最後にパシリス駅近辺のコンド価格の推移を調べてみました。2013年から2019年に完成した4物件ですが、いずれも駅から3-7分位の徒歩距離にあるコンドです。直近で出来たのはCoco Pamlsというコンドでやはりここが一番高くなっているのが分かります。2014年頃から既に分譲が開始されましたが当初はフィートあたりの価格は$1,000と低迷していました。このコンドの後ろ側に建設中のPaletteやD’Nestの方が高値で分譲されていたようです。ただ2018年頃から逆転してやはり新築の強みを発揮していることを示したいます。直近の取引データを見ますとフィートあたりの価格は$1,300を超えて取引されている物件が多いようです。ただ今回売り出されたPasir Ris 8は平均価格が$1,600ということで近辺のコンドから$300⁻600も高くなっています。

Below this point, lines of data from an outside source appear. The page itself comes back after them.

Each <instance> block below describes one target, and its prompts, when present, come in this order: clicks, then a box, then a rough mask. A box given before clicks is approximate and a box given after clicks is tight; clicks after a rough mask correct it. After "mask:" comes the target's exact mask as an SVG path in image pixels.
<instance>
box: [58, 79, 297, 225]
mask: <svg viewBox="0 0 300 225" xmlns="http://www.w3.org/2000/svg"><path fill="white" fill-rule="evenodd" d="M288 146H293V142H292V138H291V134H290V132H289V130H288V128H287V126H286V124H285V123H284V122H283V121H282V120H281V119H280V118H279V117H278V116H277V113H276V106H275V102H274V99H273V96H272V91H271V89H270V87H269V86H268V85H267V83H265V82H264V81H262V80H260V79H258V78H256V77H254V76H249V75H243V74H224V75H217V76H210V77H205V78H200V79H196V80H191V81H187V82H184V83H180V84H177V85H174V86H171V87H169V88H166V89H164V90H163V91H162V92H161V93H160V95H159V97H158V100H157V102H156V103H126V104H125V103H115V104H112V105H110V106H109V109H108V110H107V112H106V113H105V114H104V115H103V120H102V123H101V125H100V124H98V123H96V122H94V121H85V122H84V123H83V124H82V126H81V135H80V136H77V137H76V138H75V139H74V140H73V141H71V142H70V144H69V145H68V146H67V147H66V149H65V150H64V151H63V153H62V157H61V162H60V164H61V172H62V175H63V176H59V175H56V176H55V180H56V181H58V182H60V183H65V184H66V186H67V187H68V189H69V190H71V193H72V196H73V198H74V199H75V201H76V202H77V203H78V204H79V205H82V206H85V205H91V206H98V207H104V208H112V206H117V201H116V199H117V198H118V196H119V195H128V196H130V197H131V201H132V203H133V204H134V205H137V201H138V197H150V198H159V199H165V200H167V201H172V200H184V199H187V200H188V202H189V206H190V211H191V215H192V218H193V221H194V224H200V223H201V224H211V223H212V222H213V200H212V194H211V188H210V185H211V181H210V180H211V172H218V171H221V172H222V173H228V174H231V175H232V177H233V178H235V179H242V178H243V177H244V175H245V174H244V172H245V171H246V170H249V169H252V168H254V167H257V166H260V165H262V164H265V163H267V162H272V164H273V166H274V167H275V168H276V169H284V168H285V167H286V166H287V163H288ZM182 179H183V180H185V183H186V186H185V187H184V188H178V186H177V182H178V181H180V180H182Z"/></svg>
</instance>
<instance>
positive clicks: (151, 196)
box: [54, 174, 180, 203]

5⁻7年程度でのExitを考えての投資ですと、新規分譲のコンドの方が有利というのはわかりますが、ここまで値段が上がってくると今後どこまで上がり続けるかということには多少懸念がある所です。特にご自身で住むことを考えての物件購入でしたらそこまで無理して新築を購入することも無いのではと思います。

コンド中古物件価格も上昇が予想される

当然のことながらこれだけ新築物件が上がれば、中古物件へ流れる人たちも出てくることになります。SRX社が提供しているデータによると、7月の中古物件市況はコロナ規制強化中にもかかわらず堅調であったとしている。前月比の価格上昇は6月の0.2%に対して1.0%の上昇で中でも郊外コンドが1.6%(都心部は0.1%、中間部は0.3%)上昇とマーケットを牽引した。また売買戸数は1,817戸で前月比22.5%増、去年同月比では68.2%となっています。このペースで行くと、年末には去年比10~15%の上昇が見込まれると専門家のコメントです。